The English Department continues to attract and nurture superb PhD candidates. This year, three students received honors that are among the most prestigious offered by the College and the University. Chelsea Hawthorne and Jenna Marco were awarded Bilinski dissertation fellowships through the College of Arts and Sciences. These awards reward excellence and provide a substantial stipend for the completion of the PhD degree. Parker Stoker was named a Breakthrough Graduate Scholar, an award bestowed by the Office of the Provost and recognizing those who “demonstrate excellence in the classroom and make considerable contributions to research and scholarly activities in their field.”
Chelsea’s work examines the distinct and unconventional ways that contemporary YA literature and graphic novels portray young Black boys in America. Despite a long tradition in literature and popular culture of depicting African American male adolescents as overcome by trauma, violence, shame, and the pressure to be a “good man,” she argues that works by authors such as Jason Reynolds, David Baraclay Moore, George M. Johnson, and Jerry Craft create new spaces for growth that are rooted on the “outside.” Labeled as awkward, different, and misunderstood mavericks, these characters use their positions as outliers to find new forms of family, express the pain of bearing witness, explore their sexuality, and embrace the power of being permitted simply to exist as young Black men.
Jenna specializes in twentieth century British literature, with special emphasis in modernism, WWI/interwar literature, gender studies, and popular spiritualist movements. Her dissertation examines the connections between popular spiritualist texts, modernist literature, and supernatural fiction in the World War I and interwar period in Britain. She posits that in response to the new culture of mourning and questions over national identity that resulted from WWI, modernist literature availed itself of the genres of spiritualism and supernatural fiction in order to grapple with issues of death, dying, and subjectivity.

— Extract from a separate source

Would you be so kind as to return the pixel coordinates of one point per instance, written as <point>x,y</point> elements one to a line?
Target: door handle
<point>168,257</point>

Parker’s 2019 essay, “Hemingway’s Dante Revisited” (Literary Matters, Fall 2020), won the Meringoff Prize for its original reassessment of debates surrounding the influences on Ernest Hemingway’s early short stories. Parker has also contributed extensively to the Bram Stoker Estate’s historical research and stewardship of his great-great-granduncle’s life, work, and legacy. His dissertation centers on representations of head and brain trauma in modern American literature, working at the intersection of narrative theory and disability studies. While recent headlines about traumatic brain injuries (TBIs) in the military and chronic traumatic encephalopathy (CTE) in the National Football League may make the “hidden disability” of concussive brain trauma seem like a uniquely contemporary phenomenon, he argues that concussion is a central feature of literary modernism’s innovations in narrative form.